Scientist Hofstadter dreams of butterflies and other odd things
Scientist Douglas Hofstadter creates a spectrum of electron energy levels and then goes on to ponder artificial intelligence and the nature of self

This spring, there was excitement in the world of physics as a long-predicted butterfly was proved to exist. But, being a creature of physics, this butterfly wasn't an insect, nor anything that would even occur without human minds to construct it.
This was Hofstadter's butterfly, a remarkable spectrum of electron energy levels. It was first described in 1976 by Douglas Hofstadter, who was then in the physics department at the University of Oregon. He was looking at the allowed energy levels of electrons restricted to a two- dimensional plane, with a periodic potential energy and a changing magnetic field. As Hofstadter put it in a summary of his work: "The resultant Schrödinger equation becomes a finite-difference equation whose eigenvalues can be computed by a matrix method."

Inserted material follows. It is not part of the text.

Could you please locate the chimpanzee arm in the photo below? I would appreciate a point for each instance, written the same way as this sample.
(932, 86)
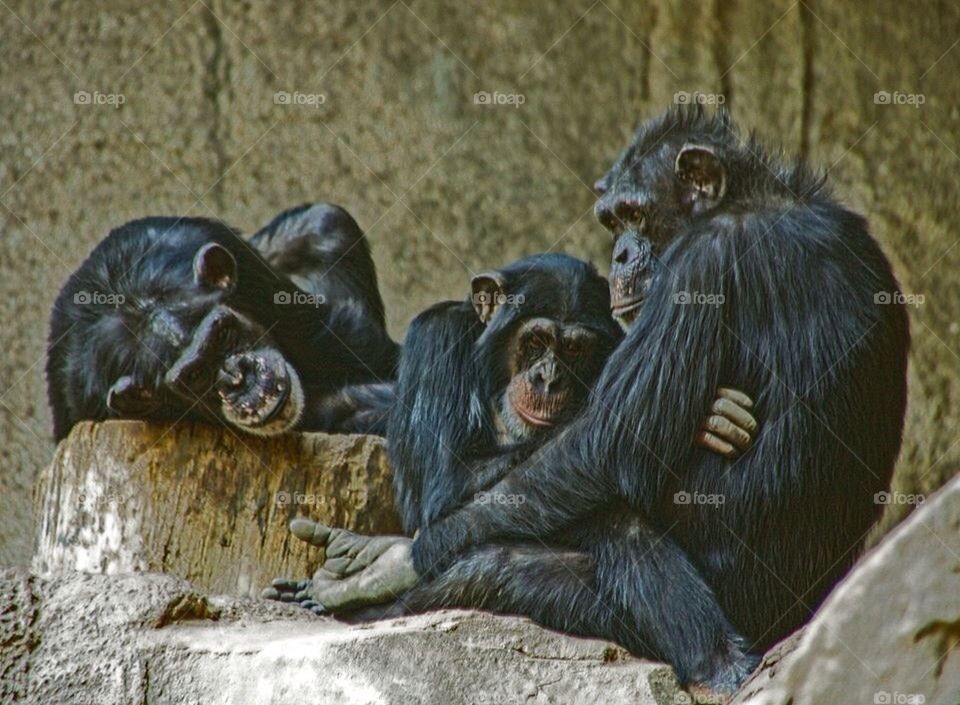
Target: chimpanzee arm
(642, 413)
(439, 414)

To which you might respond, "Aha, but of course it does!"
Or even, "Huh?" — in which case, you might simply appreciate that when he plotted a graph of the spectrum, Hofstadter made a remarkable pattern that looked somewhat like a butterfly. And this pattern was recursive, so if you look at a small part of the pattern you see the same butterfly shape, which is repeated at larger and larger scales. The paper was published just one year after the term "fractal" was coined, and Hofstadter had discovered one of the very few fractals known in physics.

Physicists have since searched for proof of the butterfly, yet until recently it proved elusive. This is largely as it results from quantum effects, and when atoms in the two-dimensional plane are close together, observing the butterfly would need unfeasibly strong magnetic fields, while, if they are widely spaced, disorder ruins the pattern.